As an orthopedic surgeon, I perform about 900 hip and knee replacements each year. In an era of rapid discharge and outpatient surgery, patient education is of paramount importance. Nonetheless, besides the surgery itself, one of the most common areas of concern for patients is what comes after the procedure. The rehabilitation process after surgery is as important as what happens in the operating room itself, and each patient needs high-quality, easily accessible physical therapy to ensure they get the most effective care post-operatively.
Unfortunately, too few people are getting the kind of care they need after a joint replacement, resulting in suboptimal outcomes and longer recovery time. The problem is twofold. First, too few people go to physical therapy frequently enough to ensure the best recovery possible. Many do not even complete their full treatment plan. For most of them, it’s a matter of convenience — people simply do not have the time to visit an outpatient clinic multiple times a week that may not be conveniently located.
Second, there is no way to standardize the physical therapy care patients are receiving. The post-acute care system is fragmented, and some patients may stay within a health system for physical therapy, while others choose external providers. Each outpatient clinic may have different protocols and ways of delivering care. On an individual level, even ensuring patients see the same therapist each visit is not always easy.
The reality is that in the current outpatient physical therapy model, these problems of access and fragmented care are the norm.
To solve this problem, we need physical therapy that meets people where they are. Patients should be able to schedule physical therapy appointments as easily as they order dinner from DoorDash. It’s a win-win. The patient gets the care they need in their home, and surgeons can be sure their patients are getting standardized care and completing their care plans.
The good news is solutions like this already exist. Technology is available to match patients with conveniently located therapists who will meet them in their homes and standardize the care they deliver. If we can do it for ordering restaurant delivery, ridesharing, and appliance repair, we can do it for physical therapy.
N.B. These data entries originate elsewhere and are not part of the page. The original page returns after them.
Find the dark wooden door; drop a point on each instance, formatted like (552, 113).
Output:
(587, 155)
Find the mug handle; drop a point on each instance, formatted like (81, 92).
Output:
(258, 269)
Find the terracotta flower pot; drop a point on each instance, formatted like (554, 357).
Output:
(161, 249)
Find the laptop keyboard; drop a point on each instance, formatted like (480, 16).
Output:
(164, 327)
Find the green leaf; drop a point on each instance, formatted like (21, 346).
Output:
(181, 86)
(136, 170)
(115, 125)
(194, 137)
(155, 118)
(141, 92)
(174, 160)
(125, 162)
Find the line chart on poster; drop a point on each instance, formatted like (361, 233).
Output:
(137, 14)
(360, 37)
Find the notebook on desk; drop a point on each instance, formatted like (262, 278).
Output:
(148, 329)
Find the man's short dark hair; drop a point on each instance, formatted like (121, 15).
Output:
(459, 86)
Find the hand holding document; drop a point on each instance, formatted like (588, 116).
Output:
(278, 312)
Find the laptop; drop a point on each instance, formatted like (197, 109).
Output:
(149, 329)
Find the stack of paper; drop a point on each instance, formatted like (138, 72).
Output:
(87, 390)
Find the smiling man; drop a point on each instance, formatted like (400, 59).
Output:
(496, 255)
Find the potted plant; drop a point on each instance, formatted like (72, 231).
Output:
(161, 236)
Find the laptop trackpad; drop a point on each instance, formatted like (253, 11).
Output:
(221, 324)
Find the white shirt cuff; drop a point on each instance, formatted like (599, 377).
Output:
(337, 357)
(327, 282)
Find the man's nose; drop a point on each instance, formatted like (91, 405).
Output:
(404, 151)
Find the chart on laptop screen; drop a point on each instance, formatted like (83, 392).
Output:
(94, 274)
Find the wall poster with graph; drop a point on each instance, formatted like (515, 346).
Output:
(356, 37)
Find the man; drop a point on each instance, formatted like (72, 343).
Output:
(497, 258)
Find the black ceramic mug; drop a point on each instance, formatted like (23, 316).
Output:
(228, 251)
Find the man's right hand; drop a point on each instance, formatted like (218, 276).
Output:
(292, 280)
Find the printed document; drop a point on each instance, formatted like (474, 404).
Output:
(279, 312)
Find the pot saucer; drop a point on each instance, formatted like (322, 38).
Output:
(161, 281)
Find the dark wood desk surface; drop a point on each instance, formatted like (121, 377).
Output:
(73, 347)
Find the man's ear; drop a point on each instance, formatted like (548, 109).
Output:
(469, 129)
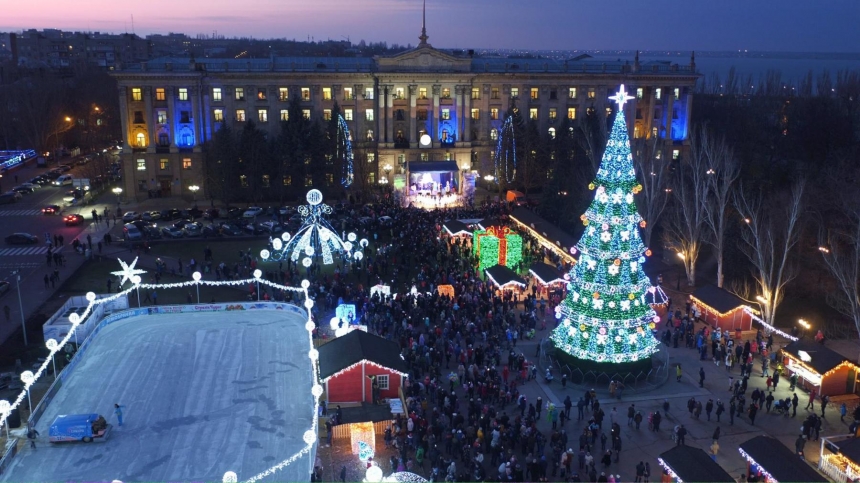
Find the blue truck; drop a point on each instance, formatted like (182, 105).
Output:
(79, 427)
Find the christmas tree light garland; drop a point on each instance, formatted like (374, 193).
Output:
(309, 436)
(606, 316)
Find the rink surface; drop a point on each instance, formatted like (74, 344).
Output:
(204, 393)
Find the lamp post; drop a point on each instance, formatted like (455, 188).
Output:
(17, 274)
(196, 276)
(117, 191)
(194, 188)
(51, 344)
(27, 378)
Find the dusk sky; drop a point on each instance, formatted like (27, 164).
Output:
(788, 25)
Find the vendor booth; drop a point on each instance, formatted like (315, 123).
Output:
(774, 463)
(816, 366)
(722, 309)
(689, 464)
(504, 278)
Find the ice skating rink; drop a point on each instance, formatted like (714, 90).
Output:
(204, 393)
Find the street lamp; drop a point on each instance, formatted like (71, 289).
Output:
(27, 378)
(51, 344)
(196, 276)
(117, 191)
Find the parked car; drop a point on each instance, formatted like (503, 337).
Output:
(151, 215)
(172, 231)
(51, 210)
(73, 219)
(192, 230)
(22, 239)
(252, 212)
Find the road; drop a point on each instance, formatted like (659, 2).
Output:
(26, 216)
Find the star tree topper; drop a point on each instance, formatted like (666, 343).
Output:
(620, 97)
(128, 271)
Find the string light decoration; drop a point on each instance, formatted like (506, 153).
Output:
(506, 151)
(497, 246)
(344, 151)
(315, 237)
(605, 316)
(768, 477)
(309, 436)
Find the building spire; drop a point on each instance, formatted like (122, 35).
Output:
(423, 38)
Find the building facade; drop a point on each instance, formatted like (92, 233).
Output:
(172, 106)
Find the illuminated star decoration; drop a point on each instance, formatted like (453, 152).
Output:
(621, 97)
(128, 271)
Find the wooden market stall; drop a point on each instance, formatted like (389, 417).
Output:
(689, 464)
(773, 462)
(826, 370)
(361, 367)
(721, 308)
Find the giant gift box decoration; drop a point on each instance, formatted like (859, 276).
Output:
(497, 246)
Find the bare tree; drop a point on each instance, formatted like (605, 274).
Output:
(723, 171)
(841, 252)
(772, 232)
(654, 174)
(685, 227)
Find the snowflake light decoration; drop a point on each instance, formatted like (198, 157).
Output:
(315, 238)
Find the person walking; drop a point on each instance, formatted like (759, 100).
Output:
(117, 409)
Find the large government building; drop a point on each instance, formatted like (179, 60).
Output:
(419, 106)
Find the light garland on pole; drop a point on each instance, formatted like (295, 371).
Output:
(309, 436)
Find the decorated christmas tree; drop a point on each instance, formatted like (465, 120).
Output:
(605, 316)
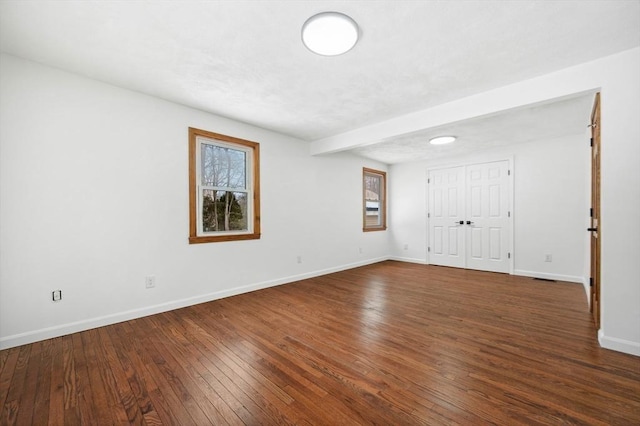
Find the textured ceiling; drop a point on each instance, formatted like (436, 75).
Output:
(537, 122)
(245, 60)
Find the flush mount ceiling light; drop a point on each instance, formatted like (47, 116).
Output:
(330, 33)
(441, 140)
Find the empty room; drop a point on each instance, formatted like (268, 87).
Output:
(319, 212)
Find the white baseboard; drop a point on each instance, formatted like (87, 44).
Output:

And demand is high for receiving more health care in the home. A recent report showed that 65 percent of people prefer to get health care in the home if the alternative is visiting a clinic. The COVID-19 pandemic gave people a taste of the convenience of handling many health care interactions directly in their home.
There is good reason to believe that we can deliver health care at home in a seamless and high-quality way. In my experience, when I began referring patients to Luna, which delivers on-demand physical therapy, I saw immediate improvement in outcomes. Luna reports increasing adherence rates by 50 percent compared to outpatient clinic visits and achieving 50 percent better pain improvement outcomes within 10 visits. I have seen the improved recoveries first-hand. I have also heard my patients express high satisfaction with the experience, as an alternative to visiting an outpatient PT clinic.
This is a model we should consider replicating across health care. Rather than waiting for patients to come to clinics and placing the entire burden for an optimal recovery on them, we can make the process easy by meeting them where they are. It’s time for health care to evolve to truly put the patient first.
Alexander Sah is an orthopedic surgeon.